There was a collective grunt of agreement from the three adventurers before Myorik broke the silence by yelling across the bar at Riyoul to “Stop flirting and actually get us that round of drinks you promised!” much to Enora and Mara’s amusement. “Sorry, I couldn’t help myself. He’s like this everywhere we go. If I didn’t needle him, it would be hours before we get served," the bearded warrior continued.

“He’s not that bad,” Enora said, her cheeks tinged pink as she rose to his defence.

“He actually is. I’ll have a word with him later to make sure he doesn’t bother you, Typh," Mara said, her words receiving a short series of solemn-looking nods from Myorik.

“Thank you, I think?” Typhoeus said questioningly, unsure what exactly he was thanking them for.

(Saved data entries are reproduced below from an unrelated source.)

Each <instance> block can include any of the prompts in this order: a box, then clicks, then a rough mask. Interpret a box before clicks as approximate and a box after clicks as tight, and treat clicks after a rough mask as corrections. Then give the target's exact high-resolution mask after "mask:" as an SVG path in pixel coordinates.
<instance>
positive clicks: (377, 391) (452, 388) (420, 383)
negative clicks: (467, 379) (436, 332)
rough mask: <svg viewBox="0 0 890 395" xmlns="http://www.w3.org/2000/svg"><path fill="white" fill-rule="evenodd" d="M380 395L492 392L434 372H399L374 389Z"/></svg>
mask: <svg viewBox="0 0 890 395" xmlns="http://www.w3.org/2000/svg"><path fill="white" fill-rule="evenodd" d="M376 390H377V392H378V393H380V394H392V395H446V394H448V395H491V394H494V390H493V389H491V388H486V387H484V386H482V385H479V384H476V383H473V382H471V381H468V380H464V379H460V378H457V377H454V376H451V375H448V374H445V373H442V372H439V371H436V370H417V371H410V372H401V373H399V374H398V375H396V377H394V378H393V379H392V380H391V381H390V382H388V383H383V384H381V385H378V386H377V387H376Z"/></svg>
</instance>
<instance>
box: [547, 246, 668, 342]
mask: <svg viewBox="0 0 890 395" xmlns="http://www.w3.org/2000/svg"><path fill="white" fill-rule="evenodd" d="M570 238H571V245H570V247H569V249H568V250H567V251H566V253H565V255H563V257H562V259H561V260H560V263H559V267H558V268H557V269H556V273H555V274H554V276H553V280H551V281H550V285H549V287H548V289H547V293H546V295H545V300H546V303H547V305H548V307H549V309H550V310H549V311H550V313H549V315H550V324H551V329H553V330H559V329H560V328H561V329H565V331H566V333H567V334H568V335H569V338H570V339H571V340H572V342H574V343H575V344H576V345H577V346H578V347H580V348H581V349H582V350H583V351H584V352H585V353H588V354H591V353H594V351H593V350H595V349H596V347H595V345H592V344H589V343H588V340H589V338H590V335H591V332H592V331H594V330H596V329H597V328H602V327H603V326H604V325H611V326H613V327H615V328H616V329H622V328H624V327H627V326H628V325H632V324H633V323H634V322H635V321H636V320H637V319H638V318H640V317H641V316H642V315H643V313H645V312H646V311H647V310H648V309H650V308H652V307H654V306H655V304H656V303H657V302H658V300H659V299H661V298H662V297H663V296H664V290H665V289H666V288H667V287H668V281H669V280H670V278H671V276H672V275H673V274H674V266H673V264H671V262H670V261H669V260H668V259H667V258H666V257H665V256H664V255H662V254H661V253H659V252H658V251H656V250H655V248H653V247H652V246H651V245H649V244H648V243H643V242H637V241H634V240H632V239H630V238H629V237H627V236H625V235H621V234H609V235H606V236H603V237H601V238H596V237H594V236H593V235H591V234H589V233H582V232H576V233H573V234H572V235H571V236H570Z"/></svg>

Eventually, Riyoul returned to the table with a tray of foaming tankards in hand, and the party vigorously set upon them. Typhoeus ignored the beverage placed in front of him as he slowly came to terms with incorrectly appraising the value of items that, in all likelihood, should have been added to his hoard. The only thing that mitigated the sting of his mistake was the fact that they were hideous books, and without access to the human merchants, he would have had no way of converting them into glorious gold. The group carried on their inane conversion that mostly revolved around Riyoul’s colourful love life as Typhoeus dipped in and out, and it continued until Caeber returned several hours later, looking frustrated and annoyed.

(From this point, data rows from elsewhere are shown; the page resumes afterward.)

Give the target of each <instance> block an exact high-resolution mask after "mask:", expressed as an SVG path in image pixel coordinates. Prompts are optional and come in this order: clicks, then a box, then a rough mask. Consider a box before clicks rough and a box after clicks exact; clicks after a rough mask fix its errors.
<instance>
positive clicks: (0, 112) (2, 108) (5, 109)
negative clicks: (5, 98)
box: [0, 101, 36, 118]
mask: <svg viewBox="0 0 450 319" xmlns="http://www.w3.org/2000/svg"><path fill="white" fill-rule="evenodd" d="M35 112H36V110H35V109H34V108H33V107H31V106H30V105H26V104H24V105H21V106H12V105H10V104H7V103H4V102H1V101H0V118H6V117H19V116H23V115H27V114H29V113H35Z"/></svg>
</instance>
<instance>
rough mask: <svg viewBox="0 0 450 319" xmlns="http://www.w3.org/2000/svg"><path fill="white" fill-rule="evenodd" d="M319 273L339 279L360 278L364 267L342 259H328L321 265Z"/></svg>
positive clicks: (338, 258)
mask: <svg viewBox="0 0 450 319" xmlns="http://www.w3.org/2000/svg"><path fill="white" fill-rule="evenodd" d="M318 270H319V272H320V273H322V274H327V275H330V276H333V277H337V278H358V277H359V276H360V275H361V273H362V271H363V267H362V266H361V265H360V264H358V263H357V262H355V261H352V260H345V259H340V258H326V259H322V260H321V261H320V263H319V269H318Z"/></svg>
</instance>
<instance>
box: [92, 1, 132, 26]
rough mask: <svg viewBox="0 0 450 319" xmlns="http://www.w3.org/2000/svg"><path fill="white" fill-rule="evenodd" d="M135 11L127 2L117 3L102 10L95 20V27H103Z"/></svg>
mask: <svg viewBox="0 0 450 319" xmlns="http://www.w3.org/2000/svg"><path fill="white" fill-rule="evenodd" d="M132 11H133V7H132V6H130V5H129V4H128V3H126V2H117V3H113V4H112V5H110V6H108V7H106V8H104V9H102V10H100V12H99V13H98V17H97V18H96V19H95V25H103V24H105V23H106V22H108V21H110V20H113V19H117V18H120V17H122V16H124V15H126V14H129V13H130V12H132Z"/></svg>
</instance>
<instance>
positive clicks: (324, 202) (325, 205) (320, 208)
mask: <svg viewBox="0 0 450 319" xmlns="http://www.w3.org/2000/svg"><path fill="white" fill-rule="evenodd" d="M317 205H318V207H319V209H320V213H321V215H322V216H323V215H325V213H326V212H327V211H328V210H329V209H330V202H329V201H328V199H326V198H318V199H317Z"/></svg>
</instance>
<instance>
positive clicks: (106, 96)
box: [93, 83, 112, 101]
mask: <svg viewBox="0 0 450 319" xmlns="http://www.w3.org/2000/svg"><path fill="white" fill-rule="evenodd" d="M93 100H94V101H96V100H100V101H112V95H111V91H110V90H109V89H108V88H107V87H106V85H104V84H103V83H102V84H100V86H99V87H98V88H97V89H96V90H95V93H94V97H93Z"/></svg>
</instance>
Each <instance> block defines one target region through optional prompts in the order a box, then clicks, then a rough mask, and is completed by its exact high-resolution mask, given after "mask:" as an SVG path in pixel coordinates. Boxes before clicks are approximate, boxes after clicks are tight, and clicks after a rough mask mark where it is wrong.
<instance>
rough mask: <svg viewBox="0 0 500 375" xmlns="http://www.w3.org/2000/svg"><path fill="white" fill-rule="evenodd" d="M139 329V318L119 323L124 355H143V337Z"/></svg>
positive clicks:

“How did it go with the Guild?” Enora asked as the big man sat down at the table, removed his gauntlets and traded his large sword for a heavy mug of beer.

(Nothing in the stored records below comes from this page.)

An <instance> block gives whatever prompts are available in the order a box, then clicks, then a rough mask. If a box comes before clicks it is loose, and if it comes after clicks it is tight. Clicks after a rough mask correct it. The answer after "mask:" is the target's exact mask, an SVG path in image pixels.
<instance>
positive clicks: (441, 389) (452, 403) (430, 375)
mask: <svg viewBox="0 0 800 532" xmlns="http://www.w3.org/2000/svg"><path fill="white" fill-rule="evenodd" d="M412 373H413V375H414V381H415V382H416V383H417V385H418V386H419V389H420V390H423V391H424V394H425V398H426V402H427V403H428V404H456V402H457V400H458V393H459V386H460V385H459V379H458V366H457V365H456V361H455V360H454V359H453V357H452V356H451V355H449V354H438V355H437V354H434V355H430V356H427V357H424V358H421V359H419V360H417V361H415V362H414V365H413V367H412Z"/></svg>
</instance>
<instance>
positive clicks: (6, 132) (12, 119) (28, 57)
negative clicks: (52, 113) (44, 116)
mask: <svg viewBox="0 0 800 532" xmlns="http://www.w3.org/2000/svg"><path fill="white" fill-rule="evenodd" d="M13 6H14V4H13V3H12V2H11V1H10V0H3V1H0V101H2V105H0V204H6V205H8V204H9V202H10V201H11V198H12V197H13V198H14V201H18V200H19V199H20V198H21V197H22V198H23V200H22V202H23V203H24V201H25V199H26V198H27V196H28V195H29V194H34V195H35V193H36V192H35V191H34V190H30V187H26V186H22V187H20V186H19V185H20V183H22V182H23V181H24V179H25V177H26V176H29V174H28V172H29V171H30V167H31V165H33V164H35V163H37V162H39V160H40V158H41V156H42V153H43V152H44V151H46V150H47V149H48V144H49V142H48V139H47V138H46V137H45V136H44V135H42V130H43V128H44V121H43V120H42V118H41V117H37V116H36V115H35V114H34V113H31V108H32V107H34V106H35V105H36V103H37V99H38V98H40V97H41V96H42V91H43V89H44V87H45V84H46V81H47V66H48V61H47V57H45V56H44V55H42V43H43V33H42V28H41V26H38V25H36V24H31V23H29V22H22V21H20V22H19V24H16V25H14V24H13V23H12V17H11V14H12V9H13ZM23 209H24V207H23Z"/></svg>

"Not well. I've informed the Guild that the dragon is a snatcher, and the head clerk will petition the king to remove the capture order, but he isn't hopeful," Caeber said, sounding tired as he slumped into his chair. The wood creaked ominously under the weight of his heavy armour until the warrior sighed with exhaustion and braced his legs, reducing the strain on the ailing piece of furniture.

"I could tell ye that the Alchemists Guild wants that dragon, runt or no. If you’re intent on pursuing your oath, you'll be making some powerful enemies, Caeber," Myorik said warningly.

"Why would anyone want to capture the dragon?" Typhoeus asked, his unease mounting at the unexpected prospect of captivity.

"Well, the dragon that took you is a very rare breed. Normally Sovereign Dragons live at the very top of the Dragonspine Mountains and as a result are virtually impossible to reach. Even if you do manage to get there, they are nigh unkillable without a large army of a comparable rank," Enora said as she adopted a scholarly tone. "The dragon that kept you captive for so long is a deformed runt of these truly monstrous dragons. It's about a quarter of the size that it's supposed to be for its age, and that makes it so much easier to kill. The fact that its lair is so close to Rhelea is likely due to it being too weak to claim territory in the peaks. 

“The Royal Alchemists Guild wants the dragon taken alive, likely so they can farm its body for alchemical reagents. Deformed little shit or not, dragon’s blood runs through its veins, and that is powerful stuff. The alchemists likely want to perform routine amputations to harvest bone, muscle, and scale. With enough healing magic, you can keep a captive dragon alive indefinitely; better yet, as a male, it can be used to stud lesser dragon breeds that aren't as difficult to capture and—"

"Enough, Enora, we don't need to hear an academic treatise on dragon captivity," Caeber said, his tone curt. He’d seemed to have noticed the green tinge that was appearing on Typhoeus’s face, although the warrior had likely misinterpreted the source of the dragon’s revulsion.

Typhoeus felt a heady mix of abject terror, nausea, and an incandescent fury bubble up from within him as he struggled to keep the vacant smile upon his human face. With pained difficulty, he asked a single poignant question.

"These royal alchemists, are there any here in Rhelea?"